Targeting existing mental models.Sometimes specific beliefs and information gaps stand in the way of behavioral change. A field experiment conducted in Indonesia with seaweed farmers illustrates why. Seaweed is farmed in pods that are planted along the ocean floor. Both the size of the pods and the distance between them affect yields. Most farmers were unaware of the importance of pod size and often neglected it, even after participating in experimental trials that scientifically demonstrated its importance. It was only after being provided with a written summary of the data and specific recommendations that they were able to overcome their blind spots and adopt more productive methods.
Other approaches can help overcome behavioral barriers in different contexts. Micro-incentives, including small, non-monetary rewards (such as vouchers or even bags of lentils in rural India) have been used to address present-bias. And even simple measures like providing assistance with paperwork can have tremendous effects on behavior.

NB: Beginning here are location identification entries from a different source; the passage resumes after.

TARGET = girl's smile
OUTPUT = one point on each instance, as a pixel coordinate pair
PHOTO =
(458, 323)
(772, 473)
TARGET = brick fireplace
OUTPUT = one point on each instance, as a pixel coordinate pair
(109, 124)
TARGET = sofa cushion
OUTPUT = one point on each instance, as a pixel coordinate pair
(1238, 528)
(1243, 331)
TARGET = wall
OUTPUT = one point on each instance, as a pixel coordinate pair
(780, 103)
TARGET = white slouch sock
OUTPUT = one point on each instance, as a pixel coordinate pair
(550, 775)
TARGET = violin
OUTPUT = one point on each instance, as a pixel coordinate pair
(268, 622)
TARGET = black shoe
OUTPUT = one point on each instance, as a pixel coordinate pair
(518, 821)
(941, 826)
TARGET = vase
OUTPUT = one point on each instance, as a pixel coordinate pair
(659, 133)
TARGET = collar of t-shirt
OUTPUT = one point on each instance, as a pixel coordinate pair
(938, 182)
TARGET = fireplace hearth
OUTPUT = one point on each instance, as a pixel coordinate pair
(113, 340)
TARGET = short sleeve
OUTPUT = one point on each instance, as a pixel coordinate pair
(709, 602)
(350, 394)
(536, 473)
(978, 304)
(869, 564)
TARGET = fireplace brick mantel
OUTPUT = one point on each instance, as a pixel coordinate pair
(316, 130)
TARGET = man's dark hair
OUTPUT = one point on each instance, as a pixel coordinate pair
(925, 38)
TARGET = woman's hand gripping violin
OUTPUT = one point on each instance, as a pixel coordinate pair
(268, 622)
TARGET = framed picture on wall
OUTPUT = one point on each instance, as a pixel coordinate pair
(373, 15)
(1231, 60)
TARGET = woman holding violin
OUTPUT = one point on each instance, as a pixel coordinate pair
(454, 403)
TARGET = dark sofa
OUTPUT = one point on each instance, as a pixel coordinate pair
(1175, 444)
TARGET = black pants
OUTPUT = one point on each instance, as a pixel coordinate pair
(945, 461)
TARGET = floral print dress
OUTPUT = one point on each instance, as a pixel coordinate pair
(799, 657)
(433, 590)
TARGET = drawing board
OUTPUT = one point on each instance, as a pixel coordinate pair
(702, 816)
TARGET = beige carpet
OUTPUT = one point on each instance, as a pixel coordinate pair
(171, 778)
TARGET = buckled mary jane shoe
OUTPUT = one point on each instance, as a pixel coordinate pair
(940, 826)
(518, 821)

Some food for thought for Latin America and the Caribbean
Many of the randomized controlled trials on behavioral interventions in agriculture have been conducted in Africa and Asia. Replicating them elsewhere would involve tailoring them to the characteristics, interactions, and daily concerns of local stakeholders. Farmers would also need access to inputs and new technologies, as well as knowledge about how to use them. But given the ever-greater challenges of farming and the often-frustrating mental barriers to progress, such behavioral interventions should be widely explored. The climate is rapidly changing. We don’t have time on our side.